In the case of lineage 7, the Brazilian and Senegalese virologists were able to identify a mutation (in gene S653F NS5) that is associated with an increased resistance to interferons, proteins made and released by the immune system’s white blood cells in response to the presence of viruses and other pathogens to interfere with their replication. This mutation could help explain the high virulence of lineage 7.
“With the exception of a single possible accidental infestation, which occurred in vitro in Africa, lineage 7 has never been isolated in humans,” Zanotto said. “But it was devastatingly lethal to mice in laboratory tests.”
The low virulence of lineage 8 and high virulence of lineage 7 were tested, confirmed and measured both in vitro, using infected cells, and in vivo, by inoculating mice in the Dakar laboratory. In the case of lineage 8, the virus displayed low capacity to replicate in vitro and almost no virulence in mice.

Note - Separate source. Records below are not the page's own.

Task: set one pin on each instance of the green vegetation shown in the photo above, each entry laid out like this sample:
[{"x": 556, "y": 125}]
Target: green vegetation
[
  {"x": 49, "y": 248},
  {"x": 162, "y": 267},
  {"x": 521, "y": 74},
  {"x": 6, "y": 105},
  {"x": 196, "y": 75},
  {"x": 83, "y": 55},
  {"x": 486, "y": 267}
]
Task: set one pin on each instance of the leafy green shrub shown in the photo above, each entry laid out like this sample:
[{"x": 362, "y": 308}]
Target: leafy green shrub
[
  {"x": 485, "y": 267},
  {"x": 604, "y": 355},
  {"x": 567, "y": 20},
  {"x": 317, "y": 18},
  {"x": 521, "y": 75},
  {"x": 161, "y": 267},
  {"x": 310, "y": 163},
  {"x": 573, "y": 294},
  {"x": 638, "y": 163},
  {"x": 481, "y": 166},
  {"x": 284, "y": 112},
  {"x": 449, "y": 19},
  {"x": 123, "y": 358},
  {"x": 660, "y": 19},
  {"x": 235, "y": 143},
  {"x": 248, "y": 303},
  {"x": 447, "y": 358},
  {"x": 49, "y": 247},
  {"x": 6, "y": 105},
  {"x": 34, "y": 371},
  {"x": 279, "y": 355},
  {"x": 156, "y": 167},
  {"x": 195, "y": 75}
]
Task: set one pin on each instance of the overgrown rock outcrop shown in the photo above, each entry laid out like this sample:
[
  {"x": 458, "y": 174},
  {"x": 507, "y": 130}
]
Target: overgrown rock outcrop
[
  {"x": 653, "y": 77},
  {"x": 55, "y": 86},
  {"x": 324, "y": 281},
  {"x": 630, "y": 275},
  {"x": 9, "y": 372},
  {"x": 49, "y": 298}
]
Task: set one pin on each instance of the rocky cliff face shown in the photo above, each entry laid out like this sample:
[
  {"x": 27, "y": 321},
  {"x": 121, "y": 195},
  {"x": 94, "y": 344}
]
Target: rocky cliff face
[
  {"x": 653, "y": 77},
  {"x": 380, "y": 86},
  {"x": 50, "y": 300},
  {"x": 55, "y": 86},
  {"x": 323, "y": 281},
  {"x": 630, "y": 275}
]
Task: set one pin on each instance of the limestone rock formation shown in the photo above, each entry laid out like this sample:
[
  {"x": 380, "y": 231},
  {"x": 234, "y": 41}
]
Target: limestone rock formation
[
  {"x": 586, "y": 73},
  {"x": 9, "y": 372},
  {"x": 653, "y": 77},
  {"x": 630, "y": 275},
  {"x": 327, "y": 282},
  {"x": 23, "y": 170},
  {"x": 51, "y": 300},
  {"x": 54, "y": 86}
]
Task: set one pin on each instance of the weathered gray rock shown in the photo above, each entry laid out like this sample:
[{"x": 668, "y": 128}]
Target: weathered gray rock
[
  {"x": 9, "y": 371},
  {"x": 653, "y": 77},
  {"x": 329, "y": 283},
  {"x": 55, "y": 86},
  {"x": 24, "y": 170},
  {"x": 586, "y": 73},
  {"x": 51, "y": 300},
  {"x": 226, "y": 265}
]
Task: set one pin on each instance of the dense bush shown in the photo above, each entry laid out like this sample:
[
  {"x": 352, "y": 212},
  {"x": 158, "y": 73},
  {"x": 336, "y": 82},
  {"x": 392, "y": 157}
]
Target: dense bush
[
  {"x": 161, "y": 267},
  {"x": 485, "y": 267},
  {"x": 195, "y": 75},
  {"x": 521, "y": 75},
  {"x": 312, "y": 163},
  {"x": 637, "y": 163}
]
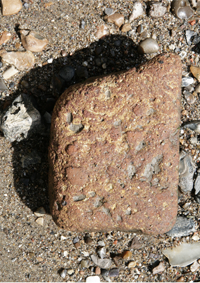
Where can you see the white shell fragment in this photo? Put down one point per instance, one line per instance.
(183, 255)
(40, 221)
(159, 268)
(148, 46)
(186, 172)
(186, 81)
(93, 279)
(10, 72)
(194, 267)
(102, 263)
(138, 11)
(40, 212)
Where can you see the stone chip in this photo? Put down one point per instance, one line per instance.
(102, 157)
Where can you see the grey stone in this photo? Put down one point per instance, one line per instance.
(102, 263)
(189, 34)
(109, 11)
(197, 184)
(2, 85)
(186, 81)
(186, 172)
(30, 159)
(193, 126)
(114, 272)
(67, 73)
(20, 119)
(76, 127)
(157, 10)
(182, 227)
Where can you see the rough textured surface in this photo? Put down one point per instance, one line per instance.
(20, 119)
(119, 171)
(11, 7)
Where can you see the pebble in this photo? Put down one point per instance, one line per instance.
(40, 212)
(93, 279)
(102, 31)
(126, 27)
(31, 158)
(182, 255)
(138, 11)
(193, 126)
(33, 41)
(197, 183)
(127, 255)
(47, 117)
(109, 11)
(186, 172)
(159, 268)
(157, 10)
(40, 221)
(197, 88)
(5, 37)
(67, 73)
(84, 263)
(102, 263)
(116, 18)
(10, 72)
(189, 36)
(182, 227)
(11, 7)
(102, 252)
(88, 240)
(104, 272)
(186, 81)
(2, 85)
(182, 9)
(180, 279)
(97, 270)
(195, 237)
(76, 128)
(148, 46)
(101, 243)
(63, 273)
(70, 272)
(11, 85)
(196, 72)
(114, 272)
(50, 60)
(194, 267)
(132, 264)
(21, 60)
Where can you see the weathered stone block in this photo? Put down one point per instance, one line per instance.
(114, 150)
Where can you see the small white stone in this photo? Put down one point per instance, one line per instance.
(195, 237)
(50, 60)
(194, 266)
(40, 221)
(40, 212)
(10, 72)
(93, 279)
(159, 268)
(85, 254)
(65, 253)
(138, 11)
(63, 238)
(70, 271)
(85, 64)
(63, 273)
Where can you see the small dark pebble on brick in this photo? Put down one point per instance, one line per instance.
(104, 272)
(114, 272)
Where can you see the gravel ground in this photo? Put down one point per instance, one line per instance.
(33, 252)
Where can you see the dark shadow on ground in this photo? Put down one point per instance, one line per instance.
(44, 85)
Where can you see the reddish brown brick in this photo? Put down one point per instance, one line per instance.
(115, 166)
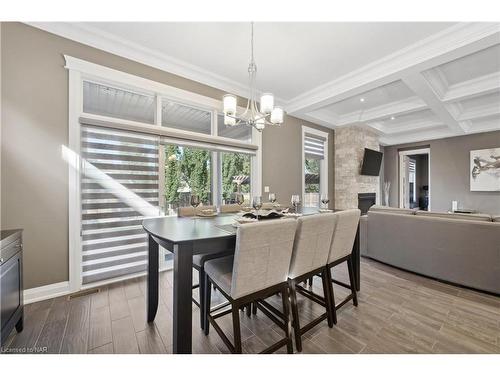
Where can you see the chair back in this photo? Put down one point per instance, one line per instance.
(344, 234)
(191, 211)
(227, 208)
(312, 243)
(262, 255)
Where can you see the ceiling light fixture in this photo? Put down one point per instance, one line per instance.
(268, 114)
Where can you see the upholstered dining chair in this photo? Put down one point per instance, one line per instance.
(310, 255)
(341, 251)
(230, 208)
(199, 262)
(258, 269)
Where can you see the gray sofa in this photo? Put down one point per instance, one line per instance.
(462, 249)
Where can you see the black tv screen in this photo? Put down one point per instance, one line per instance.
(371, 162)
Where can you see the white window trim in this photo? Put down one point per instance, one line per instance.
(80, 70)
(324, 165)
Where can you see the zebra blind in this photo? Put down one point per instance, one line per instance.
(119, 187)
(314, 147)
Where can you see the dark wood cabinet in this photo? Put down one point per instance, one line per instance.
(11, 282)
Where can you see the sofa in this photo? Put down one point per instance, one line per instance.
(462, 249)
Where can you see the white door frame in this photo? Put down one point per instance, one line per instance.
(402, 154)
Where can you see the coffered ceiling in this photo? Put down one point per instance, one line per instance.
(406, 81)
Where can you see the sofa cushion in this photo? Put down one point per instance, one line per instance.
(473, 217)
(392, 210)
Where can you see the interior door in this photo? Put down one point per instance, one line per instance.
(404, 182)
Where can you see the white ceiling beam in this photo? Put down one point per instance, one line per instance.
(485, 111)
(472, 88)
(417, 137)
(457, 41)
(407, 127)
(387, 110)
(422, 88)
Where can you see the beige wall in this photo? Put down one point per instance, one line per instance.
(35, 125)
(449, 172)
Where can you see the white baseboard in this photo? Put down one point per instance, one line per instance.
(45, 292)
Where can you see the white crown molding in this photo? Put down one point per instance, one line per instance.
(85, 34)
(46, 292)
(427, 53)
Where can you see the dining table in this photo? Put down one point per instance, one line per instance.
(185, 237)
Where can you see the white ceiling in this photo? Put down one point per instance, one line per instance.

International cooperation in the fight against epidemics
The teams of virologists from USP and Senegal have a history of over 20 years of scientific collaboration, established on the basis of joint studies of dengue virus, the notorious Ebola, and more recently, Zika virus.
Outbreaks of these emerging viruses in Brazil and Senegal enabled ICB-USP and Institut Pasteur de Dakar to train professionals and learn the techniques required to become leading institutions in research on arboviruses (viruses transmitted by insects).
This leadership is reflected by the quantity and quality of the research conducted by the two institutions when the Zika outbreak was at its height in 2015. “The Dakar Pasteur and the team from USP published a larger number of relevant scientific papers on the subject in 2015 than even the researchers at the US Centers for Disease Control & Prevention (CDC),” Zanotto said.